We all proclaimed 'We are Charlie' on the 11th of January, a paradoxical support to a newspaper which does not like anything more than fringes and non-conformism, let's not deny ourselves the good thing of having been so many to tramp the streets under the winter sun but let's prevent ourselves from gaining from it a good hypocritical short-lived conscience, a blissful unanimism, therefore void of sense and above all, void of a project. The challenge is substantial, it will not be enough to just put a sticker to support Charlie on our jackets or websites, it is illusory to see a solution in the reinforcement of border's controls, it is mortiferous to want to come up with a French version of a Patriot Act. It will be more fertile to question ourselves on what our society has become, what separates it today from its original ideals and to make everything we can to bring back to shape the three words written on all our public buildings.

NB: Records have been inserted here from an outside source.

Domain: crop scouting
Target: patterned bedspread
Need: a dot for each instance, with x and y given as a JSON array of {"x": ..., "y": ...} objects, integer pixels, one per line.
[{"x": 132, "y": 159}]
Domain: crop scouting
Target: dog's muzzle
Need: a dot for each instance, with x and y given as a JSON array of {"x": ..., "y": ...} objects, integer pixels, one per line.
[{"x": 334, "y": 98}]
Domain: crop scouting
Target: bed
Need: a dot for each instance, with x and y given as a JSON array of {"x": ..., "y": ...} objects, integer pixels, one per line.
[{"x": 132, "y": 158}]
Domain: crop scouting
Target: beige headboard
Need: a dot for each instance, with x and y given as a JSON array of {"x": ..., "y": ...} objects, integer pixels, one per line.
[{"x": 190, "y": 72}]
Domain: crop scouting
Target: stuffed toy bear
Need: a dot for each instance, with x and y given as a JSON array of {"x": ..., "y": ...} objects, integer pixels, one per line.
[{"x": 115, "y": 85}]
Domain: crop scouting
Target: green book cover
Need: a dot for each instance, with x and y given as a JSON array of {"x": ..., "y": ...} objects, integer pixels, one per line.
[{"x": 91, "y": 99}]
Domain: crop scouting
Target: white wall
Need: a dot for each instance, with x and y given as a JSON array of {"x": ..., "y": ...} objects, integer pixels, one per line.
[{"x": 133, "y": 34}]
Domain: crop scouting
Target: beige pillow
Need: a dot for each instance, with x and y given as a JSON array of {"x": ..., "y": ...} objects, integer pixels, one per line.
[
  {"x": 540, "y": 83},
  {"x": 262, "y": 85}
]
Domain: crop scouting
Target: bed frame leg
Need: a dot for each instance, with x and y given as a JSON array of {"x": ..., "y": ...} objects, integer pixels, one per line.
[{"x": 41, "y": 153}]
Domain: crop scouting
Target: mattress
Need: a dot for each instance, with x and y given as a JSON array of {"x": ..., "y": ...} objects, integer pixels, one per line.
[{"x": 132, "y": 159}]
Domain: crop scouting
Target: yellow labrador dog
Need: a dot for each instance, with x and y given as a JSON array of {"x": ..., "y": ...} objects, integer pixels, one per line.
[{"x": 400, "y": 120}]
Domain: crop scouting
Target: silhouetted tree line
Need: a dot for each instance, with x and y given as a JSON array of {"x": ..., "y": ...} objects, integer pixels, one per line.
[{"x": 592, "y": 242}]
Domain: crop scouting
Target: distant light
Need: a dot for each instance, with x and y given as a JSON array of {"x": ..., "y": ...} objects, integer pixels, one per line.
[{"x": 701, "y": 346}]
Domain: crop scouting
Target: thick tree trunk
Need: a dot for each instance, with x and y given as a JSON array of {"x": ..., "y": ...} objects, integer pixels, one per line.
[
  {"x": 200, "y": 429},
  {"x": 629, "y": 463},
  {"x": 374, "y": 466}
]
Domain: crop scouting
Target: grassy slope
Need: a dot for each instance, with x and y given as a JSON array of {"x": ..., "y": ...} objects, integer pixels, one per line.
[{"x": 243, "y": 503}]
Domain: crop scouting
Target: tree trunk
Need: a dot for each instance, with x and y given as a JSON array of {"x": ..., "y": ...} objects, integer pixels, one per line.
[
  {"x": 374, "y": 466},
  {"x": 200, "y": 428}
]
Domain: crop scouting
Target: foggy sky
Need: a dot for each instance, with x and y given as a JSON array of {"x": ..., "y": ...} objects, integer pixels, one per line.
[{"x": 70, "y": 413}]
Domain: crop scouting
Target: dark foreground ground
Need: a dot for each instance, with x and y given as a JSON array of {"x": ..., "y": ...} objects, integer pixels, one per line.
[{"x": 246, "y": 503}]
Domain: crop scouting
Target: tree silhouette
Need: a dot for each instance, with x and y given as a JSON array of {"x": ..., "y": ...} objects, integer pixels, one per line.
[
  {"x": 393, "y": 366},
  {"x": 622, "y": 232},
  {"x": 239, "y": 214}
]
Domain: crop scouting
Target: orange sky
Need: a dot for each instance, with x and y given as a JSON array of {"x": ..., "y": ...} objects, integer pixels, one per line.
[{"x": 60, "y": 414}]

Personally, I confess my difficulties in crying out 'I am Charlie' first because I have an aversion for any gathering of more than three people at a time, for crowds, for rallying cries and general consensus I always find suspicious and also because it remains tricky for me to say with an easy conscience 'I am Charlie' as long as it is more difficult in France to be Mohamed, Djehina or Zouad than it is to be Quentin.

Quentin Hirsinger lives and works in Paris. As one of the founders of matériO, a network of material libraries, he´s been working at matériO Paris for fifteen years.